Pyrolysis, which is essentially the thermal decomposition of solid waste through the application of heat without the addition of extra air or oxygen, produces hydrogen, methane, carbon mono-oxide, tar oil and other inert materials as byproducts. The weight of these byproducts is also tracked to ensure these don’t pose major health and environmental hazards. The byproducts from the incineration centers include low-grade concrete, which is then sold for bricks and other construction and manufacturing blocks, adhering to the specifications laid down by the government authorities.

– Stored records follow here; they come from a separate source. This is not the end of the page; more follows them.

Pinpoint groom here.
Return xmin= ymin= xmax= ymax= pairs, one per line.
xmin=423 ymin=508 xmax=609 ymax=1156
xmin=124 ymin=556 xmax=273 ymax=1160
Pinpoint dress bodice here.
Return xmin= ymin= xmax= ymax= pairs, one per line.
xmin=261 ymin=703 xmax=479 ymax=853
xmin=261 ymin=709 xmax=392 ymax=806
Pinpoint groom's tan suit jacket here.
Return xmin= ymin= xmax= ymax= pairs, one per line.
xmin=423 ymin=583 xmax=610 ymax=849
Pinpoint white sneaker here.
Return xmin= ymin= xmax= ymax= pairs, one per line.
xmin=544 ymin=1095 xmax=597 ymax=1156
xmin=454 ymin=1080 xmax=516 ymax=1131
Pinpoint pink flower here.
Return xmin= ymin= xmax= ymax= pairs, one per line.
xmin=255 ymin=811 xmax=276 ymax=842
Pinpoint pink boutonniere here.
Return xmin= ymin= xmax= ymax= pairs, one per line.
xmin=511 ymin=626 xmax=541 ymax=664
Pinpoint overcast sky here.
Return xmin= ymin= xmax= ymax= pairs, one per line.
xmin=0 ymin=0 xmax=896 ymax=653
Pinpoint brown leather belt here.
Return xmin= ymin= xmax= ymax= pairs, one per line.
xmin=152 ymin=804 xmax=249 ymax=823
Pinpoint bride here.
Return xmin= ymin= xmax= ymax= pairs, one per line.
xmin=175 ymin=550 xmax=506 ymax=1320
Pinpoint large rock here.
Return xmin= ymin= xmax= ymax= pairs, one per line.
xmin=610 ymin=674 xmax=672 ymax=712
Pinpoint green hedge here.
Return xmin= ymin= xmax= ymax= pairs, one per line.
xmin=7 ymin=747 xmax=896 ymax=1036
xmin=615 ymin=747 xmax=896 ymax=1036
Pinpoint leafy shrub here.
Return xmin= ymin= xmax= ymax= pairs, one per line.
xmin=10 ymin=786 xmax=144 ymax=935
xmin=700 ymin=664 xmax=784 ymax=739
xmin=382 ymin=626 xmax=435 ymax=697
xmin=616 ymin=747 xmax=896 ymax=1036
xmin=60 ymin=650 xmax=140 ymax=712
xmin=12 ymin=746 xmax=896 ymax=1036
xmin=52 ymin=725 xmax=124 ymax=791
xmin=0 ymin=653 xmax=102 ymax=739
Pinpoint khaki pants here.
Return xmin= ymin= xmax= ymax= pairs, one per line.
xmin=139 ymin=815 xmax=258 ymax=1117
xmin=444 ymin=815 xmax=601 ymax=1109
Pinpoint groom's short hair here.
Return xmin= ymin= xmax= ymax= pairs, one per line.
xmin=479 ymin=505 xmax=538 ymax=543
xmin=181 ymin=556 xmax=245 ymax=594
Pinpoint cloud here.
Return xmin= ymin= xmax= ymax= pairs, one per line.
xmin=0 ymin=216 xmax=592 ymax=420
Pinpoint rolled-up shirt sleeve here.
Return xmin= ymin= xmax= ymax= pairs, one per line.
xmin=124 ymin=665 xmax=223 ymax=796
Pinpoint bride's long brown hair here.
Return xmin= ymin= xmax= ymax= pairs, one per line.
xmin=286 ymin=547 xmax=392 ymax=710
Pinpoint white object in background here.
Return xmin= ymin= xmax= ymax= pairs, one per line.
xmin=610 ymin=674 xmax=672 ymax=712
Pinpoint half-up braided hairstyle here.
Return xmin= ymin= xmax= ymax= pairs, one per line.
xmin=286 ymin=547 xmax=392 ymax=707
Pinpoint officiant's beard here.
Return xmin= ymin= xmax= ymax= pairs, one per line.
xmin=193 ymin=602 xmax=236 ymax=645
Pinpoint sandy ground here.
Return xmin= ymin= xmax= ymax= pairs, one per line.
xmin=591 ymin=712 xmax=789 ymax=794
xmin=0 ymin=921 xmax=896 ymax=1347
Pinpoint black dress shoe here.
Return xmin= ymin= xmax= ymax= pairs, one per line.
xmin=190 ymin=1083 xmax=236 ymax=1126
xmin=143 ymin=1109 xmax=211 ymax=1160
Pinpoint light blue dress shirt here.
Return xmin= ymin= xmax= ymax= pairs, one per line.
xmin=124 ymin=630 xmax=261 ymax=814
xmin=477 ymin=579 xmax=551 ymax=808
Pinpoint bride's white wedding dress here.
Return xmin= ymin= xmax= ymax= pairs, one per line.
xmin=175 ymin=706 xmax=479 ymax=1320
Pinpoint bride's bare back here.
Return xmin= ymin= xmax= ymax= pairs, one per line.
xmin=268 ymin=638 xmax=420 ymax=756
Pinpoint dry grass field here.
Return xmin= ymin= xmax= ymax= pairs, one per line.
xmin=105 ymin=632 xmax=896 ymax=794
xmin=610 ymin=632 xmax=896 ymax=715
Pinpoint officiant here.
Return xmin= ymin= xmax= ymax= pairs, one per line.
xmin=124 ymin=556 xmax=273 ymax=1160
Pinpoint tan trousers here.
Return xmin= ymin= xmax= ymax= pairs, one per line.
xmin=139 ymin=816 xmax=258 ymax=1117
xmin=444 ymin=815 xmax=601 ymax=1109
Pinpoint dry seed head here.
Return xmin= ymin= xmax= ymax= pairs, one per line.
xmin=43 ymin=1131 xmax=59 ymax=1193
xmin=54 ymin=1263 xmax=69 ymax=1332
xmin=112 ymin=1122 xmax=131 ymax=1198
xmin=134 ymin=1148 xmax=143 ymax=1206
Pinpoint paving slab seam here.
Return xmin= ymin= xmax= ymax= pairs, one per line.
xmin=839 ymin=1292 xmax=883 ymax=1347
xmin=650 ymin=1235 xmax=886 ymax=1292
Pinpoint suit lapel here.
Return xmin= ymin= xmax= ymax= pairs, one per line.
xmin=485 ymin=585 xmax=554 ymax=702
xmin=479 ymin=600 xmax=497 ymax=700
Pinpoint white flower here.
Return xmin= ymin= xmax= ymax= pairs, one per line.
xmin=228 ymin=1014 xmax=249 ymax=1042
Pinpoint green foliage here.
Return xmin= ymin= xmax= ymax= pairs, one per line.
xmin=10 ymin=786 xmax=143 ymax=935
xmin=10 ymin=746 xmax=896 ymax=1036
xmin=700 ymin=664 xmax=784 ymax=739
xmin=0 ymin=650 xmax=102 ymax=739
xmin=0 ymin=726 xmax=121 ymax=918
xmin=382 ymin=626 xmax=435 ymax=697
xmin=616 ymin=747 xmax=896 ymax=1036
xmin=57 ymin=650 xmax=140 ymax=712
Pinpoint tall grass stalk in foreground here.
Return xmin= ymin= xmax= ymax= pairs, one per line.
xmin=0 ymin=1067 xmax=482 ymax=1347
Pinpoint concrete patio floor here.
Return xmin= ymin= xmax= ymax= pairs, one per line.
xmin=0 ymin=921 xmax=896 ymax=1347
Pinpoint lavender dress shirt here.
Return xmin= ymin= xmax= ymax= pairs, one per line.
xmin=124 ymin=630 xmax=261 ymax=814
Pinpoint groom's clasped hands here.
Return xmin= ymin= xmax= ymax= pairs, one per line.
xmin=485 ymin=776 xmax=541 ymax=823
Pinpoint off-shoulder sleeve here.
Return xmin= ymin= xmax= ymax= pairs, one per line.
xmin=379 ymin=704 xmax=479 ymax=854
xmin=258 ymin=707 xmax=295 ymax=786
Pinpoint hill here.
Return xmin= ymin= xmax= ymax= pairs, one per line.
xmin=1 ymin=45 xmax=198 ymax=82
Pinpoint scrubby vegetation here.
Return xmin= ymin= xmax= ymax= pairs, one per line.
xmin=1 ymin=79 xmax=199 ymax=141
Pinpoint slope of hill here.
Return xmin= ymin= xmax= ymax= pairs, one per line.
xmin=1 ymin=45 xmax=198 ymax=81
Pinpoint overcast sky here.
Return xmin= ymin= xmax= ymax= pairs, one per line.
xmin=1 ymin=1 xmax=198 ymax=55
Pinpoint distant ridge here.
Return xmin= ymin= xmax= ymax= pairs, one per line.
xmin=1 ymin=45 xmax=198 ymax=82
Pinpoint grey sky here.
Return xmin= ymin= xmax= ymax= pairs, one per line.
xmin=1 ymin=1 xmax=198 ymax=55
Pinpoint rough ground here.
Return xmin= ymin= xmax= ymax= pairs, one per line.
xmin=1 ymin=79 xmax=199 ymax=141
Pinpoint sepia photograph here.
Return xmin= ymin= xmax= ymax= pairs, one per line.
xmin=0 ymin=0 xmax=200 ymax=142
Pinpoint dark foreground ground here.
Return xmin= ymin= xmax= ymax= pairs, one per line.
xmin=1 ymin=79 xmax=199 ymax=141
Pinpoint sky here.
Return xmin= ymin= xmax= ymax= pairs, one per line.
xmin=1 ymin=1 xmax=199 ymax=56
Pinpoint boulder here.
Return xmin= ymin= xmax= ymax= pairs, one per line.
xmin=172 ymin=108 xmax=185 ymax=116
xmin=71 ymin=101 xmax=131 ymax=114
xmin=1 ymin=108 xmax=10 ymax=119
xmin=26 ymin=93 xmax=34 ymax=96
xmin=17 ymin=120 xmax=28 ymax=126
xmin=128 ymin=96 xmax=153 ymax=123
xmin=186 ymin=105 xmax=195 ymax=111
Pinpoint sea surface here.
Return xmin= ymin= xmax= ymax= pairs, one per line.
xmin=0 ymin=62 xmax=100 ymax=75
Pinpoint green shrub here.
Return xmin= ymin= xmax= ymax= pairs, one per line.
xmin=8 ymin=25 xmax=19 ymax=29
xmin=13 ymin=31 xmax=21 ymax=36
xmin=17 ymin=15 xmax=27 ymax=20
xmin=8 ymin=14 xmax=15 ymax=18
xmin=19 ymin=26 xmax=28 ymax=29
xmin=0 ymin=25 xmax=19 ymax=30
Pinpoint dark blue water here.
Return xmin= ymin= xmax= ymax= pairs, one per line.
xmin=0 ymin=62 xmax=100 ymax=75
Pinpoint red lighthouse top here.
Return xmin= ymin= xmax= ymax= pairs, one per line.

Capacity management and the eventual disposal process can be mapped well before time, starting right from the point of waste picture stage at the command center.
Value Adds to the Legacy Process Management
Historically, the term capacity management used to mean “management of various inventories in a manufacturing factory” or “right sizing of internal service delivery to meet current and future business goals and objectives.” It’s a kind of process management. In practical usage, a legacy system incorporates external factors like availability of products, market dynamism, demand forecasts and internal resource allocation.
However, an IoT-based ML platform for waste management adds a dimension of agile, real-time mapping and tracking through smart use of technology, networking, device or sensor management, and machine automation. Integration of all these needs very little human interference, with most of the activities being automated and monitored round the clock by a smart machine with the ability to analyze pictorial data and to do a bit of number crunching, when needed.